When Smith was divorced at 28, after five years of marriage, she was unable to manage much personal deportment beyond a clean sweat suit. Her mother urged her to put on lipstick before going out. "There's no furniture in my living room and everything is falling down around me, and she's asking me about lipstick," Smith says. "She'd say, 'If you tell your friends how you're doing, what are they going to think?' and I'd say, 'They're going to think I'm in trouble.' It's taken me until now to separate from that very poisonous message of lying about how you're doing. What's underneath is fear that if people know your vulnerabilities, they'll reject you."

Facing the fear is a recurrent theme in her practice. "You don't even know how scared you are until you're not," she says. "I try to get people to the point where fear is not the guiding light, not what runs their lives."

Given Smith's success, it's surprising to learn that she describes her career choice as a fluke. After graduating from high school at age 16 and LaSalle University at 20, she was teaching gymnastics and trying to figure out the trajectory of her life. One day, on her way home from work, she saw a billboard for Eastern Baptist Theological Seminary and literally made a U-turn to ask for an application, still in her shorts and a T-shirt.

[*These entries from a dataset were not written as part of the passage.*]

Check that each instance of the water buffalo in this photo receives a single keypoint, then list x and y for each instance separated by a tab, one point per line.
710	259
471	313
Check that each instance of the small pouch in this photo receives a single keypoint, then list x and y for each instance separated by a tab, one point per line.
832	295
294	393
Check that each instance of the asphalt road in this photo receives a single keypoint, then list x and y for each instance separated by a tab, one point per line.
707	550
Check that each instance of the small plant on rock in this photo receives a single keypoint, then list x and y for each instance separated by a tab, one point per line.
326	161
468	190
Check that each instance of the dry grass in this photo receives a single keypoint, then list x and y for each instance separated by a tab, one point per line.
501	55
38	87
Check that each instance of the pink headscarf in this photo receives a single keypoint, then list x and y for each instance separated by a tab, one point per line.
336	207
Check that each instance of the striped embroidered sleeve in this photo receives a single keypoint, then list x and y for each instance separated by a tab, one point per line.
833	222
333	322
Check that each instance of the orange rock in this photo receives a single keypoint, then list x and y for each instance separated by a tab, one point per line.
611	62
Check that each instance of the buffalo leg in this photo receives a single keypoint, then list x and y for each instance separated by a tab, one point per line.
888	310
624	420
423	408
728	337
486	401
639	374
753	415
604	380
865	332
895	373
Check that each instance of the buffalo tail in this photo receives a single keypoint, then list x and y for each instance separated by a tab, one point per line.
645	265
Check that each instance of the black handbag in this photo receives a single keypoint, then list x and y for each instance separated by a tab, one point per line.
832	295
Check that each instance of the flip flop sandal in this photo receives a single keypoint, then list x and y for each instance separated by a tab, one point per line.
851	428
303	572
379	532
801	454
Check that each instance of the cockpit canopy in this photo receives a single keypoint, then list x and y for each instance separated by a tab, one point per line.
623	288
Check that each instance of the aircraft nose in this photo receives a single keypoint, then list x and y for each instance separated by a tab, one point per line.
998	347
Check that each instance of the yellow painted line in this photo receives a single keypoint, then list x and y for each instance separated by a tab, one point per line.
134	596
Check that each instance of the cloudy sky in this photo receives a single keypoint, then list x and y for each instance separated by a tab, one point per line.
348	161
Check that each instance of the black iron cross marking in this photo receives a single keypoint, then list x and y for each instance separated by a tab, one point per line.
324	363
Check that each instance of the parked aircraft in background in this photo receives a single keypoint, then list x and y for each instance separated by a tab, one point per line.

Today she is an adjunct professor at her alma mater, having earned a master's degree (as well as a PhD in counseling psychology from Temple University), and conducts leadership training for organizations such as Johnson & Johnson, Victoria's Secret, and the IRS. "All companies are macrosystems of families," she says. "Conflict management, anger, accountability—they're the same issues that come up in personal relationships. In the same way that a family has a scapegoat and a shining star, those roles show up in the corporate culture. And they're major energy drainers, dangerous to the survival and thriving of the system."